Only important factor was that he couldn't refuse a grin. Andrew felt himself regaining some shavings of human-like thinking at the sight. His hands tightened around W's, as the whishing hurl of a rapidly spinning blade passed their location and tore apart the nearest few tables, into nothing but a pile of shredded sawdust. Newmaker zoomed by the two and threw himself into the general location of Betty, sword first.

.

"..."

.

Andy and W exchanged a glance. Their faces warmed, annoyed by the intrusion of a third party. They caught the staring perp, and it just so happened to be the little mass murderer. The grim reality dawned on them once more.

.

"... Pacify?"

.

W lost all her cocky smugness. The question came as a genuine attempt at formulating a plan of action. An explosion of wood erupted from within the bar, a by-product of the two old-buddies clashing. Andy nodded, and drank in her eyes. Fear for her tiny antennae rubbed his heart.
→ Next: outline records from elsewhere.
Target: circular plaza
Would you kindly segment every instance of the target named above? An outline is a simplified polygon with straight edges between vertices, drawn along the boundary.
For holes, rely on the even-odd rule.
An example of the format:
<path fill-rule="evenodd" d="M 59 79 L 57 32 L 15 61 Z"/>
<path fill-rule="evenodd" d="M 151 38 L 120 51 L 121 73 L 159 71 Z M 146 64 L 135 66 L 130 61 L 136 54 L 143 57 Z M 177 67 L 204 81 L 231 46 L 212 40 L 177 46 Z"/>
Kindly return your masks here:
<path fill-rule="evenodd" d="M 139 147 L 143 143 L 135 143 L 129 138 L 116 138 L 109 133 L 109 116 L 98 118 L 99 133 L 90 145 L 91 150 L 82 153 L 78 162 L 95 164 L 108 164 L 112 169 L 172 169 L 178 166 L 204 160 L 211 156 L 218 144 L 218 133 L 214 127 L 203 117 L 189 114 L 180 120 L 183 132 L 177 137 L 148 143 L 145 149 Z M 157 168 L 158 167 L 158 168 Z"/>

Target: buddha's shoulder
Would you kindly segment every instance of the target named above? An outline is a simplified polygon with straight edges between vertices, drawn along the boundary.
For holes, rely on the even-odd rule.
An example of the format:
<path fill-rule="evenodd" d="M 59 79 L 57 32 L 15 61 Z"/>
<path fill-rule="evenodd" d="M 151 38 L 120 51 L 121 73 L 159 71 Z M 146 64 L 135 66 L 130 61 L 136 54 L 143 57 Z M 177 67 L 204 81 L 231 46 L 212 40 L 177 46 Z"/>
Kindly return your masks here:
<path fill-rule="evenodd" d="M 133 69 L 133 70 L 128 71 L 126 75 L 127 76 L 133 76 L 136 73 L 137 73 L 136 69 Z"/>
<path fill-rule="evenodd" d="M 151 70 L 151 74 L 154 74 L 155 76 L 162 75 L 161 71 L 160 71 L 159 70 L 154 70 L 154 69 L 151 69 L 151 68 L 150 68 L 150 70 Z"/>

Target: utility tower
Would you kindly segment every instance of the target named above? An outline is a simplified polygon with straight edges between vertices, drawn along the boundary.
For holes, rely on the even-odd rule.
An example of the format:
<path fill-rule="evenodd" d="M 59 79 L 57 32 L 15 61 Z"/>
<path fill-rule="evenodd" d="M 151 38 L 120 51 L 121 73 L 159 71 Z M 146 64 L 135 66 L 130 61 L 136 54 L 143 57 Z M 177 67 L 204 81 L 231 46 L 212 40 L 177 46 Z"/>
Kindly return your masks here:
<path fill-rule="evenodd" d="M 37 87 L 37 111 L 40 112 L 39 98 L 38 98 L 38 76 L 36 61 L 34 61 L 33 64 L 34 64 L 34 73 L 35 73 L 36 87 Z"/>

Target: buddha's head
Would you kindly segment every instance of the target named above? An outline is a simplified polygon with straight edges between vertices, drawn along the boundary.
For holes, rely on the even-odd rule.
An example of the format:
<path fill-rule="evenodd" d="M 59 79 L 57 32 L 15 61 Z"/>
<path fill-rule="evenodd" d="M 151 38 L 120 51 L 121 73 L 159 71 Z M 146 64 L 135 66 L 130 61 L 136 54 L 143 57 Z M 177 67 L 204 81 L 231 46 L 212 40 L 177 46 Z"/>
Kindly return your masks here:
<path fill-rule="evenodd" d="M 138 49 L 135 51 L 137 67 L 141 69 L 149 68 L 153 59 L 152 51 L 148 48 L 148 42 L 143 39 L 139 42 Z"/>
"Pacify. We can't really do anything– anything else, right?" He blurted, a second too fast. W had already prepared herself a pacifying agent – the butt of her grenade launcher.

"Nope." She replied calmly, then ducked to avoid a sizable piece of the bar hurling at her head. A hiss of her tongue let Mr Newmaker know that his and Betty's actions came as a great nuisance to her doings. Andy took a glance around the circle.
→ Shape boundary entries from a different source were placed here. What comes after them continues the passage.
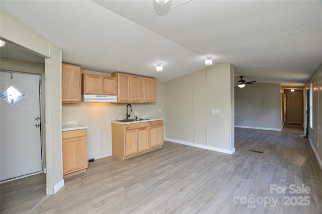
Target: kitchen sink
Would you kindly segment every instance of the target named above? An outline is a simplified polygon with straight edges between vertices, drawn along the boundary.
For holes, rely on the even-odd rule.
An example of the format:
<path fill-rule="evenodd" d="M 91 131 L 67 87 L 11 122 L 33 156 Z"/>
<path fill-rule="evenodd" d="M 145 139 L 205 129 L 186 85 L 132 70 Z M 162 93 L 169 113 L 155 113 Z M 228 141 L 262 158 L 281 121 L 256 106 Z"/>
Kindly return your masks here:
<path fill-rule="evenodd" d="M 149 119 L 143 119 L 143 118 L 135 118 L 135 119 L 127 119 L 125 120 L 117 120 L 118 122 L 135 122 L 135 121 L 140 121 L 142 120 L 147 120 Z"/>

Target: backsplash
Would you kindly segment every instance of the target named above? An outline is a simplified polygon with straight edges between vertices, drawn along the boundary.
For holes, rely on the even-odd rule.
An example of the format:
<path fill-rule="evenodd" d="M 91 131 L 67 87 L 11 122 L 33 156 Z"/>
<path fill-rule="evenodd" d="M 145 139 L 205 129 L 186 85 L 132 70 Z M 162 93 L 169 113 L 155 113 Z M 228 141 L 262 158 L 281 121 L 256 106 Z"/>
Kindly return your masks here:
<path fill-rule="evenodd" d="M 73 124 L 77 124 L 78 121 L 77 120 L 74 120 L 74 121 L 62 121 L 62 124 L 63 125 L 71 125 Z"/>
<path fill-rule="evenodd" d="M 129 119 L 134 119 L 137 117 L 138 118 L 149 118 L 151 117 L 151 115 L 136 115 L 134 116 L 130 116 L 129 117 Z M 123 117 L 112 117 L 111 118 L 111 120 L 112 121 L 115 120 L 125 120 L 126 119 L 126 116 Z"/>

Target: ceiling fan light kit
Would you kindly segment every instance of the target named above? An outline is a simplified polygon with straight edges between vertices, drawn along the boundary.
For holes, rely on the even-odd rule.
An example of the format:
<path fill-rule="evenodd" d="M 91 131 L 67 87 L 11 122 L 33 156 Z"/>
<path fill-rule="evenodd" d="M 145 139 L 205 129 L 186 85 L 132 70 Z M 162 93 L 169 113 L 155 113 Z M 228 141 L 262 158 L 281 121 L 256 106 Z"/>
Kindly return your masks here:
<path fill-rule="evenodd" d="M 212 56 L 206 56 L 206 58 L 207 58 L 205 60 L 205 64 L 206 64 L 206 65 L 210 65 L 211 64 L 212 64 L 212 59 L 211 59 L 211 58 L 212 58 Z"/>
<path fill-rule="evenodd" d="M 243 76 L 240 76 L 239 78 L 240 78 L 240 80 L 238 80 L 237 82 L 237 86 L 239 88 L 244 88 L 246 86 L 246 85 L 252 85 L 254 83 L 256 83 L 256 81 L 246 82 L 243 79 L 243 78 L 244 78 Z"/>
<path fill-rule="evenodd" d="M 163 67 L 161 65 L 162 63 L 161 62 L 158 62 L 156 63 L 156 67 L 155 67 L 155 69 L 157 72 L 161 72 L 163 69 Z"/>
<path fill-rule="evenodd" d="M 160 5 L 166 5 L 170 0 L 154 0 L 156 3 Z"/>

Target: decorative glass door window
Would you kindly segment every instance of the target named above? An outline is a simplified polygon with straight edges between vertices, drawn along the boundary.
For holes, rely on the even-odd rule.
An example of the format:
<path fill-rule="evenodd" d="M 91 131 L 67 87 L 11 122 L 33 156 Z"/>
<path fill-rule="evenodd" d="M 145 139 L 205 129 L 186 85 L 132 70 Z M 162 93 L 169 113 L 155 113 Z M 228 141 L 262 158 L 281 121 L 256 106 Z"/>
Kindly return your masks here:
<path fill-rule="evenodd" d="M 0 93 L 0 98 L 12 106 L 14 106 L 25 97 L 26 95 L 12 84 Z"/>

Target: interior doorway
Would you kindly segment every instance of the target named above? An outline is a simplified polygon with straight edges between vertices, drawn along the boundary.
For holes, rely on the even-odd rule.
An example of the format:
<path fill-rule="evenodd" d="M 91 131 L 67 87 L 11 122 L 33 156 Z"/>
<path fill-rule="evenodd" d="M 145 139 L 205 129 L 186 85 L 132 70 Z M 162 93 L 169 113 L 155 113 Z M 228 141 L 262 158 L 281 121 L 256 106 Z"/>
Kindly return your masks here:
<path fill-rule="evenodd" d="M 302 89 L 283 90 L 284 123 L 303 124 L 303 94 Z"/>

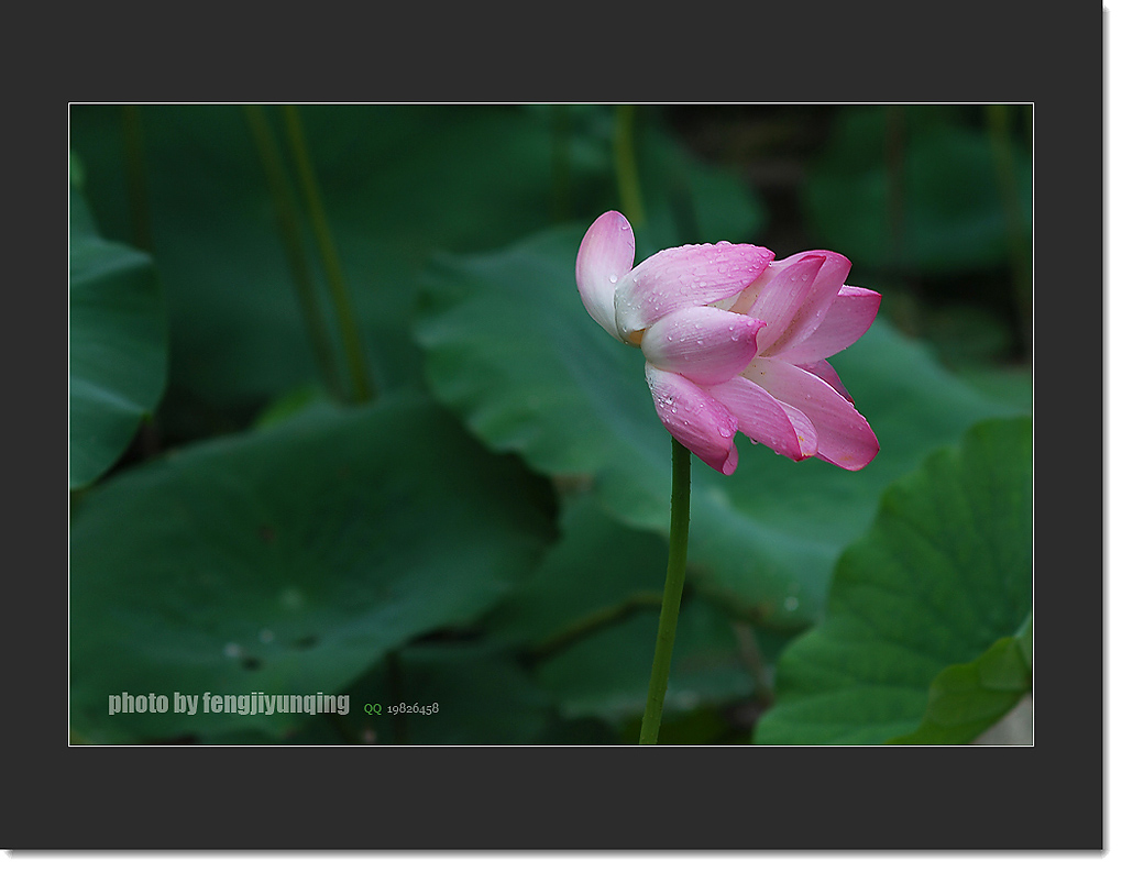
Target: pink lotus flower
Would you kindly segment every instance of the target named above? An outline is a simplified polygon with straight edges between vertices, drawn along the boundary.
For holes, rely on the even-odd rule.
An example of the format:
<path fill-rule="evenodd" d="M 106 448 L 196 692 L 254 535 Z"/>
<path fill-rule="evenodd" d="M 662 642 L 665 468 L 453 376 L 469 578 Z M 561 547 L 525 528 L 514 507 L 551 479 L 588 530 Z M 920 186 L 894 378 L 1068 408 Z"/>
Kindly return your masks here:
<path fill-rule="evenodd" d="M 826 358 L 868 330 L 874 291 L 845 283 L 849 260 L 751 245 L 668 248 L 638 266 L 635 236 L 605 212 L 577 254 L 577 287 L 611 336 L 638 346 L 659 419 L 701 460 L 736 469 L 737 430 L 792 460 L 864 468 L 880 450 Z"/>

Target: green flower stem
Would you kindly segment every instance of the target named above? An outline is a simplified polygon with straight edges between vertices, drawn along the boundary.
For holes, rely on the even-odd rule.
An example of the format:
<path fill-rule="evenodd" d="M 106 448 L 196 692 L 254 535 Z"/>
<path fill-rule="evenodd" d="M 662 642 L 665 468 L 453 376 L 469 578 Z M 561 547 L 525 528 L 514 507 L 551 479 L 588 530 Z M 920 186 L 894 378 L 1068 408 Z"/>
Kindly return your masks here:
<path fill-rule="evenodd" d="M 335 318 L 339 321 L 339 332 L 343 342 L 343 356 L 347 359 L 347 369 L 351 377 L 353 397 L 356 402 L 365 403 L 375 395 L 374 384 L 367 368 L 358 320 L 355 316 L 355 310 L 351 305 L 347 282 L 343 278 L 339 254 L 331 238 L 328 215 L 323 209 L 323 201 L 320 198 L 319 184 L 315 181 L 315 169 L 312 166 L 312 158 L 307 150 L 307 144 L 304 140 L 304 128 L 300 122 L 300 114 L 296 111 L 296 107 L 284 107 L 284 119 L 285 128 L 288 132 L 288 143 L 292 146 L 293 156 L 296 160 L 296 174 L 300 177 L 300 186 L 312 219 L 312 232 L 315 235 L 315 245 L 320 249 L 320 257 L 323 260 L 323 269 L 328 278 L 328 288 L 331 292 L 331 302 L 334 305 Z"/>
<path fill-rule="evenodd" d="M 153 254 L 140 107 L 121 107 L 121 121 L 125 130 L 125 172 L 129 192 L 129 214 L 132 219 L 132 241 L 137 248 Z"/>
<path fill-rule="evenodd" d="M 1021 210 L 1017 185 L 1017 166 L 1013 158 L 1013 119 L 1008 105 L 987 105 L 990 144 L 993 149 L 1005 212 L 1005 236 L 1009 240 L 1009 259 L 1013 272 L 1013 287 L 1026 348 L 1032 349 L 1032 251 L 1029 247 L 1027 221 Z"/>
<path fill-rule="evenodd" d="M 265 181 L 269 189 L 269 196 L 273 200 L 273 211 L 276 214 L 277 224 L 280 230 L 280 242 L 288 257 L 288 267 L 292 270 L 293 281 L 296 283 L 296 297 L 300 301 L 301 313 L 304 316 L 304 327 L 307 330 L 309 340 L 312 343 L 312 352 L 315 362 L 319 365 L 320 375 L 328 387 L 328 392 L 335 397 L 342 398 L 344 392 L 339 383 L 339 371 L 337 369 L 334 350 L 331 343 L 331 334 L 328 324 L 323 320 L 323 313 L 315 300 L 315 282 L 312 278 L 312 270 L 307 258 L 304 256 L 304 247 L 300 241 L 300 217 L 296 209 L 295 198 L 288 186 L 284 173 L 284 164 L 280 159 L 280 149 L 269 128 L 265 110 L 259 105 L 247 105 L 246 120 L 254 135 L 254 144 L 257 146 L 257 154 L 265 169 Z"/>
<path fill-rule="evenodd" d="M 635 107 L 633 105 L 616 107 L 615 158 L 619 202 L 632 227 L 640 228 L 645 220 L 645 213 L 638 184 L 638 165 L 635 160 Z"/>
<path fill-rule="evenodd" d="M 690 452 L 677 439 L 672 442 L 670 558 L 666 561 L 662 613 L 659 615 L 659 637 L 654 644 L 654 662 L 651 666 L 651 685 L 646 691 L 646 710 L 643 713 L 643 726 L 638 734 L 641 745 L 654 745 L 659 742 L 662 703 L 666 698 L 670 658 L 674 652 L 678 612 L 682 606 L 682 588 L 686 586 L 686 549 L 690 539 Z"/>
There was no more daze. The brawl between Betty and Anton was old news. Stale. It was stale, and it was disgusting, and people wanted something new. People wanted the revival of an old forgotten front pager – people wanted the kid's bounty once more.

His puppy-like eyes stilled on the thud of a roaring gallop. From each different side, a money-hungry pair of Sarkaz peepers stared his tiny stature down. Arms, brandishing blades both corporeal and not – arts amalgamations and good ole' steel – reached for the boy and tried their luck. The goal was to pierce his throat, or face, or chest, or leg, or arm, or anything else that would produce a waterfall of blood when cut. A particularly eager Sarkaz mercenary jumped from his buddies' formation.

.

"..."

.

Andy stood and watched, as the kid sought the daredevil out within a mere shimmer of a second. His blade couldn't even fully leave the scabbard, yet the perp had already been dismembered and mutilated, turned from a smiling, happy-go-lucky opportunist to a smiling, still as a rock, floor-eating corpse. It was just that annoying ticking all the time. Tick, and tock. Tick, tock, tick, tock, tick, tock…
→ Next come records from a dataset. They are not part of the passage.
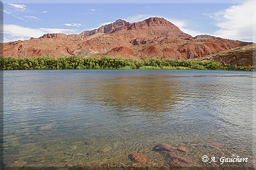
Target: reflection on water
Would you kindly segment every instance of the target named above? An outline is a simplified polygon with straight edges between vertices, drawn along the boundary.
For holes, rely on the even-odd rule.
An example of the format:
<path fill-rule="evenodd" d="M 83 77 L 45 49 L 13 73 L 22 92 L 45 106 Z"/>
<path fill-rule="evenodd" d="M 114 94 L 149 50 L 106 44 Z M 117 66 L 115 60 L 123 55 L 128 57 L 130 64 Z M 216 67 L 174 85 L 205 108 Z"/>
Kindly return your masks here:
<path fill-rule="evenodd" d="M 252 78 L 247 72 L 4 71 L 4 162 L 10 167 L 162 167 L 159 143 L 202 155 L 249 158 Z M 146 163 L 128 158 L 141 153 Z M 220 166 L 222 167 L 222 166 Z"/>

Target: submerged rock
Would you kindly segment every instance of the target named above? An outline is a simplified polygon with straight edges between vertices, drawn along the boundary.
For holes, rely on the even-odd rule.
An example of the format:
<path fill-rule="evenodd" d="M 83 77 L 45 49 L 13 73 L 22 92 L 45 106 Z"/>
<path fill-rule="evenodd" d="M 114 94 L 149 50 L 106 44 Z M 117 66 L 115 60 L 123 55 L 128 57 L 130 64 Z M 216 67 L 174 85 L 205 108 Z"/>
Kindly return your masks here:
<path fill-rule="evenodd" d="M 159 144 L 155 146 L 153 150 L 159 152 L 167 161 L 167 163 L 170 166 L 184 167 L 191 162 L 190 160 L 175 153 L 176 151 L 187 152 L 187 149 L 184 147 L 176 148 L 170 144 Z"/>
<path fill-rule="evenodd" d="M 166 150 L 166 151 L 173 152 L 176 150 L 177 150 L 177 148 L 173 147 L 172 145 L 167 144 L 159 144 L 153 148 L 153 150 L 154 150 L 154 151 Z"/>
<path fill-rule="evenodd" d="M 112 149 L 111 147 L 107 147 L 105 148 L 103 148 L 102 150 L 98 150 L 98 152 L 104 152 L 105 153 L 105 152 L 110 151 L 111 149 Z"/>
<path fill-rule="evenodd" d="M 183 152 L 187 152 L 187 147 L 179 147 L 177 148 L 177 150 Z"/>
<path fill-rule="evenodd" d="M 128 155 L 128 158 L 138 163 L 144 163 L 147 161 L 146 157 L 140 153 L 131 153 Z"/>
<path fill-rule="evenodd" d="M 205 144 L 205 147 L 208 148 L 219 149 L 220 147 L 224 146 L 224 144 L 219 144 L 213 141 L 208 141 L 207 142 L 208 143 Z"/>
It drove him insane. His mind had already started associating the feeling of pure dread with the chattering of a clock. How could it not? Each time a second passed, a new body would drop to decorate the floor. Each time, a lottery. A lottery of who would it be this time. A lottery of death. The prize? A stuffy coffin.

Andrew watched the kid make quick work of the first two challengers. First one had his innards dragged out with a few swift ticks of the blade, while the other's head had been halved during the blade's returning flight towards its scabbard. When it came time for the third one, though, something must've gone a little off the rails. Andy saw the kid twitch and latch onto his own chest with one hand, while the other dropped the scabbard. At the sudden stagger, the attacking Sarkaz burst into a wide, hopeful smile, and sunk his blade into the kid's stomach.

.

Tick…?

.

The air shifted. As if to reward the model citizen for pacifying such a lousy-disciplined murderer, Kazdel decided to allow the Sarkaz mercenary a few seconds of bottled time for himself. A little ribbon on top, his present came earlier than expected. His wide, bloodlusted grin has forever been engraved onto his mug. The sight of his sword inside the kid's abdomen truly was a blessing. An image to dwell on for eternity.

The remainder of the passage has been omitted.